As the band has evolved they’ve continually found new ways to maintain and expand those elements through their own original music; among the surprises on Complex Emotions is the subtle addition of synths by both Anderson and King, allowing them to enhance the “ambient tapestries” woven by Monder’s guitar.
“We have a Duchampian relationship to the music,” King says, citing the infamous Dada pioneer Marcel Duchamp. “You get to the point where you love the thing so much that you're able to look at it prismatically. You can see every single side: the beauty and depth, the absurdity and the insanity, the masculinity and the gentleness. We're interested in conveying all of those things throughout the course of an evening or a record.”
Zoom out a little further and it's clear that The Bad Plus has also curated those broad-spectrum elements over the course of a consistently unpredictable career. Reinvention was baked into the band’s DNA even throughout the 17 years that they spent as a trio with founding pianist Ethan Iverson, which included collaborations with vocalist Wendy Lewis and saxophonist Joshua Redman and a breathtaking interpretation of Igor Stravinsky’s “The Rite of Spring.” In 2017 the band underwent its first transformation when pianist Orrin Evans joined for a pair of critically acclaimed albums.
The addition of Speed and Monder was simply the latest in a history of unexpected moves. Both arrived with storied pedigrees of their own: Speed came to prominence in the influential quartet Human Feel (with Kurt Rosenwinkel, Andrew D’Angelo and Jim Black) followed by memberships in Tim Berne’s Bloodcount and John Hollenbeck’s Claudia Quintet alongside his own genre-resistant bands, including Pachora, yeah NO, The Clarinets, and Endangered Blood. He and Berne had previously joined Anderson and King in Broken Shadows, a quartet dedicated to the music of Ornette Coleman and Julius Hemphill, while King has been a member of Speed’s trio for more than a decade.

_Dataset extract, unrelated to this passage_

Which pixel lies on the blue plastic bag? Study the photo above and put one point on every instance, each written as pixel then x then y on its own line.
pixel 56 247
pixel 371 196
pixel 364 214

Monder has long been revered as a visionary guitarist whose uncategorizable sound ranges from graceful lyricism to mind-expanding ambiance to explosive shredding. He was enlisted by David Bowie for the rock icon’s stellar final album, Blackstar, and has enjoyed notable collaborations with Theo Bleckmann, Paul Motian, Guillermo Klein, Donny McCaslin, and the Maria Schneider Orchestra.
Complex Emotions melds these four powerful visions in remarkable ways. The album opens with Anderson’s atmospheric “Grid/Ocean,” which unfurls gently until the tension-inducing squall of Monder’s heady guitar, at which point the music swells to a cathartic climax. The bassist also contributed the rollicking “French Horns,” its ferocious melody seeming to ping-pong from one corner of the room to another; “Carrier” with its stuttering rhythms and airy lyricism; and the blistering “Deep Water Sharks,” a showcase for Speed’s serrated blowing.
King’s “Casa Ben” contrasts cascading lines over a steadfast groove, while “Tyrone’s Flamingo” summons evocative mystery well beyond its delightfully enigmatic title. The new guys also make their debuts as composers for the Bad Plus book: Speed’s “Cupcake One” is built on the rock-solid foundation of Anderson’s robust, elastic bassline, while Monder’s mesmerizing “Li Po” ends the album with an excursion into the stark and evanescent.
That the band can veer into so much unexplored terrain yet still emerge sounding like The Bad Plus on Complex Emotions is a testament to their finely crafted identity and insistence on constantly evolving.
“The song is number one,” King says. “Our dedication to that allows us to get into the complex emotion zone.”
“It’s an emergent property of our band ethos,” Anderson adds. “We create a space where everybody gets to be themselves.”